Update Python to the latest compatible version. Which version is that? Hint: check the prompt from the conda update command
Try to install the latest numpy version using conda install numpy=2.1, could you successfully install it?
Once you are done, delete the environment.

Solution

The solution includes commands with my paths. Please modify them accordingly with the name of your personal drive.

# 1. 
conda env create --file /work/HPCLab_workshop/data/test-env.yml --prefix /work/AlbaRefoyoMartínez#0753/envs/test-env
# 2. 
conda deactivate; conda activate /work/AlbaRefoyoMartínez#0753/envs/test-env 
# 3.
conda list 
# 4. 
conda remove cookiecutter; conda list 
# 5. Check the prompt from running this command 
conda update python # 3.7.16
# OR conda list | grep python 
; conda list python 
# 6. 
conda env remove --prefix /work/AlbaRefoyoMartínez#0753/envs/test-env

C. Containers

Apptainer/Singularity was specifically designed for HPC platforms; however, the UCloud server does not support it for regular users. As a result, container exercises will need to be run locally. We will be using Docker locally, as it is commonly employed for developing images. Please remember to install Docker Desktop, as noted on the Welcome page. For further guidance, refer to the official Docker cheat sheet.

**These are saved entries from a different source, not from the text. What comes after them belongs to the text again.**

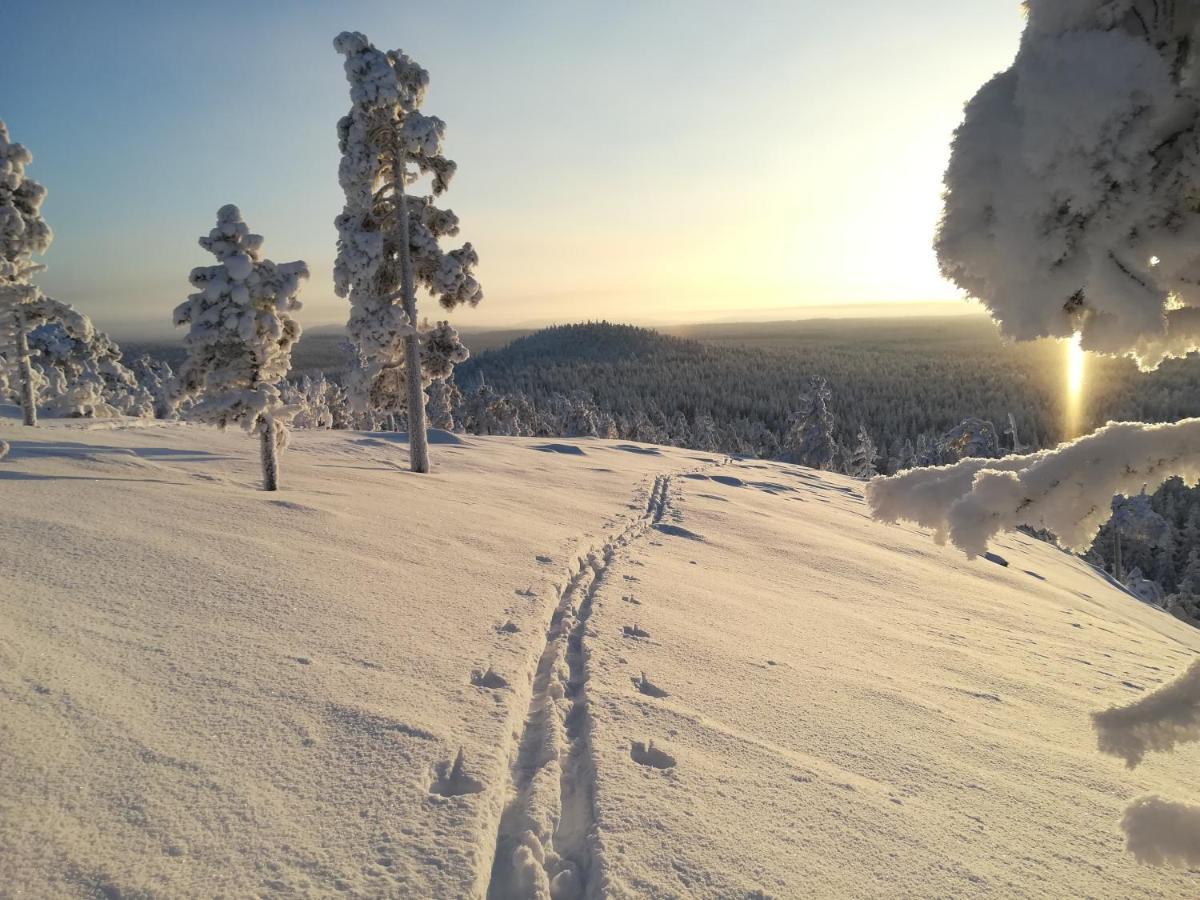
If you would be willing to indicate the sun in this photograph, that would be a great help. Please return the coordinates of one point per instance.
(1077, 367)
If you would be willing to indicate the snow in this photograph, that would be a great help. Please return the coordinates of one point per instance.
(1065, 203)
(1054, 490)
(633, 671)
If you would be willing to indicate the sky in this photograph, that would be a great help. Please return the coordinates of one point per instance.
(654, 162)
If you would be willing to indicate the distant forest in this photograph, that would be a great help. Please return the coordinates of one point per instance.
(898, 378)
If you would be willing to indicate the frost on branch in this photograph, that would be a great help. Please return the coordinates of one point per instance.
(387, 144)
(1069, 195)
(23, 232)
(240, 329)
(1157, 831)
(1067, 491)
(1162, 832)
(82, 373)
(1157, 723)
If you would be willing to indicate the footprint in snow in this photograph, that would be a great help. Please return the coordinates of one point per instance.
(645, 685)
(490, 679)
(453, 780)
(651, 756)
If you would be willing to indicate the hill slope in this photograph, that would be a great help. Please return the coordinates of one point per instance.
(669, 673)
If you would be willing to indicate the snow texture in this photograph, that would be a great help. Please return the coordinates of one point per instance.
(197, 709)
(1162, 832)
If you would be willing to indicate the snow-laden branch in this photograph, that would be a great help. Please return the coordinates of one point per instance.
(1067, 491)
(1157, 831)
(240, 328)
(1163, 832)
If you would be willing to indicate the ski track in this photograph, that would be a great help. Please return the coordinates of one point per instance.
(546, 841)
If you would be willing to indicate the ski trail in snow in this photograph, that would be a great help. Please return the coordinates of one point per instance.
(546, 843)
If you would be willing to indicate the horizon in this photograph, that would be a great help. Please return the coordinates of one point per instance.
(581, 139)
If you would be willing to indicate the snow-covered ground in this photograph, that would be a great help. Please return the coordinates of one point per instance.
(670, 675)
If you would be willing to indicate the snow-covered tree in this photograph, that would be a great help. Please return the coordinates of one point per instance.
(156, 377)
(23, 235)
(83, 373)
(1069, 208)
(1014, 441)
(240, 336)
(862, 460)
(1069, 195)
(388, 239)
(971, 437)
(444, 397)
(1134, 519)
(810, 439)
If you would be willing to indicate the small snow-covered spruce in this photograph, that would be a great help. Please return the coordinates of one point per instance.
(240, 337)
(23, 234)
(862, 461)
(810, 441)
(388, 240)
(83, 373)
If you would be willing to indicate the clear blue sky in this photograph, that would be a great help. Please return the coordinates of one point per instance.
(653, 161)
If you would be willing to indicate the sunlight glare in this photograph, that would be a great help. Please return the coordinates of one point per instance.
(1075, 369)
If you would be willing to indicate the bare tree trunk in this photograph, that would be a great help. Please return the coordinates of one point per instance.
(418, 438)
(270, 455)
(27, 375)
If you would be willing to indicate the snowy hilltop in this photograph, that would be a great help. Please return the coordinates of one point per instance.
(624, 671)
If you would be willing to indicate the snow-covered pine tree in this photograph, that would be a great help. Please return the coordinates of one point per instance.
(970, 438)
(24, 234)
(388, 240)
(240, 336)
(1071, 209)
(862, 460)
(810, 439)
(156, 377)
(444, 396)
(1015, 444)
(1067, 210)
(83, 372)
(1134, 519)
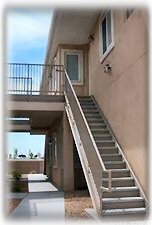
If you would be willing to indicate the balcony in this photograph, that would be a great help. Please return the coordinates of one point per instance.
(34, 91)
(34, 79)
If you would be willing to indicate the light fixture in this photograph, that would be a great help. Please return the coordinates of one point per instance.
(107, 68)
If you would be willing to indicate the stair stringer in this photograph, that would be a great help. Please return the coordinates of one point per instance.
(122, 153)
(84, 162)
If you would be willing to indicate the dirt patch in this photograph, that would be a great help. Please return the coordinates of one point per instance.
(75, 207)
(11, 205)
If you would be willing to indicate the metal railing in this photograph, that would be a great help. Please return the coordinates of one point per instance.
(90, 157)
(34, 79)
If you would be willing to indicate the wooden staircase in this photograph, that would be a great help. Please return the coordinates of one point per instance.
(125, 197)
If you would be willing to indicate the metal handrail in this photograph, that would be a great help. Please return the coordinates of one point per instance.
(98, 156)
(34, 79)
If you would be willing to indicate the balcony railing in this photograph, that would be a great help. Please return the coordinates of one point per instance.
(34, 79)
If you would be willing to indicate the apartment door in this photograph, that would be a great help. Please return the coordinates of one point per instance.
(73, 61)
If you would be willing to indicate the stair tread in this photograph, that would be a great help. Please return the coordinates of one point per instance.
(122, 211)
(122, 199)
(114, 162)
(111, 154)
(118, 178)
(114, 189)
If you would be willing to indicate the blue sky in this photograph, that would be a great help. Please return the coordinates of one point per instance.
(27, 35)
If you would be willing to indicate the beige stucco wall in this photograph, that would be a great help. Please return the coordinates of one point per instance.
(80, 89)
(123, 94)
(25, 166)
(61, 174)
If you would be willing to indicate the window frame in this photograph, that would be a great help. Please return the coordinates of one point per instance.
(79, 53)
(103, 15)
(129, 12)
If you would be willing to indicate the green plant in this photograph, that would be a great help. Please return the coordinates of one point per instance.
(31, 155)
(15, 154)
(17, 175)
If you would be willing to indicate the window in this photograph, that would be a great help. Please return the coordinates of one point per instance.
(129, 12)
(73, 61)
(106, 34)
(54, 148)
(72, 67)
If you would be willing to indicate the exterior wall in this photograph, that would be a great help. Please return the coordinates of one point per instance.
(25, 166)
(123, 94)
(62, 173)
(80, 89)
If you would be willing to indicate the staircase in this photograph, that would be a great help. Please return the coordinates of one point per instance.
(125, 197)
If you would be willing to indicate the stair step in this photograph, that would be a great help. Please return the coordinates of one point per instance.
(119, 182)
(115, 164)
(86, 103)
(117, 173)
(92, 114)
(111, 157)
(84, 106)
(121, 203)
(95, 120)
(108, 150)
(103, 137)
(121, 192)
(127, 211)
(85, 98)
(99, 131)
(105, 143)
(86, 110)
(96, 123)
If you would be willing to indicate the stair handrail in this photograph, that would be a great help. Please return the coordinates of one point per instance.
(122, 153)
(91, 136)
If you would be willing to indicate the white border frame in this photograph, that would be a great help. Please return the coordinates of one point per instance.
(111, 46)
(79, 53)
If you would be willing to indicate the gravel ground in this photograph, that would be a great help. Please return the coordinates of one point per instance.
(11, 205)
(75, 207)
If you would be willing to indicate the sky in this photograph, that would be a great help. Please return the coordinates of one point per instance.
(27, 35)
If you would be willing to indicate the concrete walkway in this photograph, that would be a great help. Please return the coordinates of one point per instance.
(43, 201)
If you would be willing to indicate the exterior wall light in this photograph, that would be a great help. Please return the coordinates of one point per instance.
(107, 68)
(91, 38)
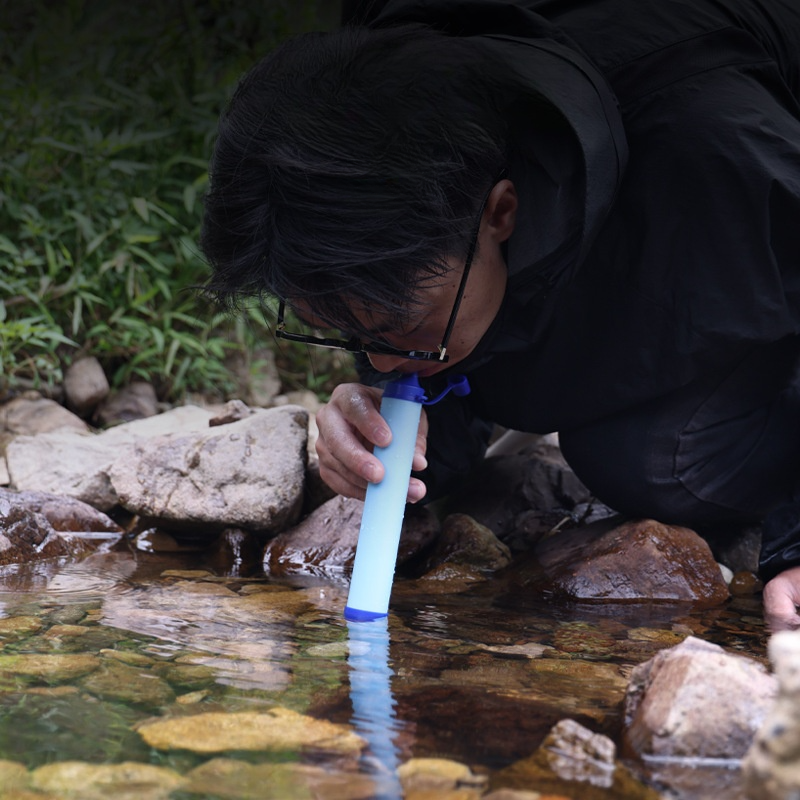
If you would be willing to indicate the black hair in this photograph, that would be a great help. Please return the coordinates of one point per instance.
(348, 167)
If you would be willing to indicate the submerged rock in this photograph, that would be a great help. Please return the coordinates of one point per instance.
(227, 777)
(27, 534)
(642, 560)
(133, 402)
(29, 416)
(438, 775)
(76, 463)
(126, 781)
(573, 761)
(117, 681)
(53, 668)
(13, 777)
(772, 765)
(276, 730)
(695, 700)
(467, 542)
(248, 473)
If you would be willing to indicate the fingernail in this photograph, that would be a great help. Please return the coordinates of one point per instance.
(381, 436)
(415, 493)
(370, 473)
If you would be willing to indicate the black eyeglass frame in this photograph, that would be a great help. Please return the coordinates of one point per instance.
(355, 345)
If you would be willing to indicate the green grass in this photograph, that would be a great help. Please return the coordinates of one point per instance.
(108, 112)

V - Running a Docker image

In this exercise, we will utilize the fastmixture Docker image, which is available on DockerHub, the repository for Docker images. The aim is to understand how to run containerized software. To enhance the learning experience, we have chosen a simple genomics analysis, an efficient software tool, and a sample dataset. Focus on executing the commands, ensuring that this approach is easily adaptable to your own projects and software needs.

Fastmixture is a software designed to estimate ancestry proportions in unrelated individuals. It analyses genetic data to determine the percentage of various ancestral backgrounds present in a given individual. This tool is essential for understanding demographic histories and modeling population structure. You can view the results of running such analyses in the figure below.

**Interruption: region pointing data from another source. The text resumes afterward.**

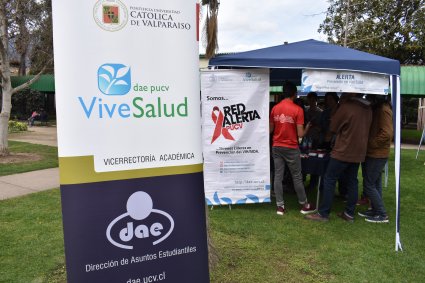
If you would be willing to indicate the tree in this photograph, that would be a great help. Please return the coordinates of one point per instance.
(20, 20)
(389, 28)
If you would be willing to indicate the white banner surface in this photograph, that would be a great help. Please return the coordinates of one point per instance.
(344, 81)
(235, 134)
(123, 96)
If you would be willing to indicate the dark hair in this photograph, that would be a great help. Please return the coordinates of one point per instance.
(289, 89)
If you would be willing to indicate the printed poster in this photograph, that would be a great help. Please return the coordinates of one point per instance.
(344, 81)
(235, 136)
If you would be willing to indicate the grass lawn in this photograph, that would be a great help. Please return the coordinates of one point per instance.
(411, 136)
(254, 244)
(48, 154)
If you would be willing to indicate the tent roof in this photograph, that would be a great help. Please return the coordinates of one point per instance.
(412, 80)
(310, 54)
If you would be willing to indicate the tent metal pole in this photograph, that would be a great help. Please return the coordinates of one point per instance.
(420, 142)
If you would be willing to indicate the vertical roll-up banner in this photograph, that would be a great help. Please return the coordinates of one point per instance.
(235, 134)
(127, 91)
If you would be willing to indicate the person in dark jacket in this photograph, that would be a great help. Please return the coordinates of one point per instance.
(378, 150)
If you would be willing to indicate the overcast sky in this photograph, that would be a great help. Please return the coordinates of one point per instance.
(246, 24)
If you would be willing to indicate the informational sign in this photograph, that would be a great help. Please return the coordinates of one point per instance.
(235, 134)
(344, 81)
(127, 93)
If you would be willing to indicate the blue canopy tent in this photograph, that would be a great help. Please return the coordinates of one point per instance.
(287, 61)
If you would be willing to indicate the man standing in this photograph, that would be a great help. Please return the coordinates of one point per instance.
(287, 125)
(351, 124)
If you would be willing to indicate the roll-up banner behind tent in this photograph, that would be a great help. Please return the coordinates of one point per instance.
(235, 135)
(287, 61)
(129, 133)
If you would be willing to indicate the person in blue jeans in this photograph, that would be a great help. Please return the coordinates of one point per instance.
(350, 124)
(378, 150)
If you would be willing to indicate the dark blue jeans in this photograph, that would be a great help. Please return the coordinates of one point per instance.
(372, 183)
(335, 170)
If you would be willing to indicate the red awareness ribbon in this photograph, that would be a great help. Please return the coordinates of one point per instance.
(219, 130)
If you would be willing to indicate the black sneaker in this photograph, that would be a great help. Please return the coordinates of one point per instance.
(378, 219)
(367, 213)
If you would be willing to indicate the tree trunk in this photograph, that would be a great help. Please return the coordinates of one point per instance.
(23, 65)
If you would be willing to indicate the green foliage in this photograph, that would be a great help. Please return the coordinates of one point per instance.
(15, 126)
(409, 110)
(390, 28)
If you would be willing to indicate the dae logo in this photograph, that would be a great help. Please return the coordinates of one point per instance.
(114, 79)
(110, 15)
(140, 222)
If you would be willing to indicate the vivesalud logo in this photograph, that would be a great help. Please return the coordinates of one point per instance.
(140, 222)
(110, 15)
(114, 81)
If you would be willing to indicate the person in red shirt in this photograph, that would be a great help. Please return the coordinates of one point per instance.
(287, 126)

Here are some optional resources you might typically review before running the software (though not required for this exercise):

Santander, C.G., Refoyo Martinez, A. and Meisner, J., 2024. Faster model-based estimation of ancestry proportions. Peer Community Journal, 4. link to paper.
Software GitHub repository link.

Pull fastmixture image from DockerHub using the following command:
```
Terminal
```
```
docker pull albarema/fastmixture
```
Make sure to pull the latest version.
Download and unzip the toy data (you may move the files to any preferred folder on your laptop).
What is the command you need to run the container? Do not forget to mount the data (using the flag -v /path/toy:/path/mnt). Before executing the software, verify that the data has been correctly mounted (e.g., running the ls command inside the container).
Run fastmixture software using the command below. We will set K to 3 because there are three populations (clusters) in our PCA analysis (exploratory analysis). Both --bfile and --out require the prefix of a filename, so do not include the file extension. If you have checked the toy folder, you will find the files named toy.data.*; therefore, use --bfile toy.data.

In fastmixture, the main arguments used in this exercise are:
- --K: Specifies the number of ancestral components, representing the sources in the mixture model.
- --seed: Sets the random seed to ensure reproducibility of the analysis across different runs.
- --bfile: prefix for PLINK files (.bed, .bim, .fam).
- --out: Prefix output name.
```
fastmixture --bfile <input.prefix> --K 3 --threads 4 --seed 1 --out <output.prefix>
```
Do you have the results in the folder on your local system? You should look for files named toy.fast.K3.s1.{ext}, where {ext}=["Q", "P", "log"].

Solution

Docker

docker pull albarema/fastmixture  # Pull

This solution assumes you’re running the container from the directory that contains the toy data folder:

Linux/Mac

docker run -v `pwd`/toy/:/data/ albarema/fastmixture

fastmixture --bfile data/toy.data --K 3 --out data/toy.fast --threads 8 # run the command

Windows

# Option 1
docker run -v ${PWD}\toy:/data albarema/fastmixture 
# Option 2
docker run -v C:\Users\YourName\toy:/data albarema/fastmixture

fastmixture --bfile data/toy.data --K 3 --out data/toy.fast --threads 8 # run the command

Note When mounting the data, ensure that the path you provide actually exists. If you encounter an error indicating that the .bfile does not exist, it likely means the data was not mounted correctly. Tip for Windows users: The correct path might be ${PWD}\toy\toy — double-check that the folder structure are accurate.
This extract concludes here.